Het spreekt vanzelf dat we bij het begin begonnen zijn en dus bij Tone Pauwels uitkwamen. Van daaruit ging het allemaal heel organisch: wij hadden met hem meerdere gesprekken en als vanzelf gaf hij ons dan contactnummers of coördinaten door van mensen die, naar zijn gevoel of in zijn herinnering, meer konden weten over bepaalde dingen die tijdens die gesprekken aan bod waren gekomen. En zo rol ja van het ene gesprek in het andere. Natuurlijk: een aantal sleutelfiguren uit de beginperiode zijn niet meer onder ons of hebben wat problemen met hun geheugen, maar toch: aan directe bronnen is er geen gebrek en in totaal hebben we zo'n 45 mensen geïnterviewd, wat ruimschoots voldoende stof opleverde voor een boek dat, naar ons gevoel, boeiend genoeg kon zijn. “Boeiend” betekende voor ons: een vlot leesbaar boek, geen academisch werk, maar een boek dat, voor een breed publiek, “het” verhaal van De Muze toegankelijk maakt. Dat is bijvoorbeeld de reden waarom we geen apart hoofdstuk aan Wannes Van de Velde of Fred Bervoets gewijd hebben: over die mensen en hun kunst, is al redelijk wat gepubliceerd en wij wilden ons tot de iets minder bekende verhalen beperken en tegelijk voor een goeie mix zorgen.

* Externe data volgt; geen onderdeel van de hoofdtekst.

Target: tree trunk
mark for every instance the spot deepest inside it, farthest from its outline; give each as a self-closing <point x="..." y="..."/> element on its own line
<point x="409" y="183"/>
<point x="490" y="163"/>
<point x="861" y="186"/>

Voor veel mensen is De Muze synoniem voor “muziek”, wat heel begrijpelijk is, maar ook mensen als Bervoets en bv. Panamarenko of  Ann Saelens of meer dan één schrijver of dichter, hebben toch wel flink meegeschreven aan het verhaal van De Muze en dat is bij heel veel mensen veel minder bekend..We wilden ook die verhalen kwijt, al blijft het muzikale datgene wat ons, vanuit ons beider beroep, het meest interesseerde.

Jullie hebben er net een signeersessie op de Boekenbeurs op zitten en dus heb je wellicht al een beetje in zicht op de cijfers: slaat het boek in beetje aan, denk je?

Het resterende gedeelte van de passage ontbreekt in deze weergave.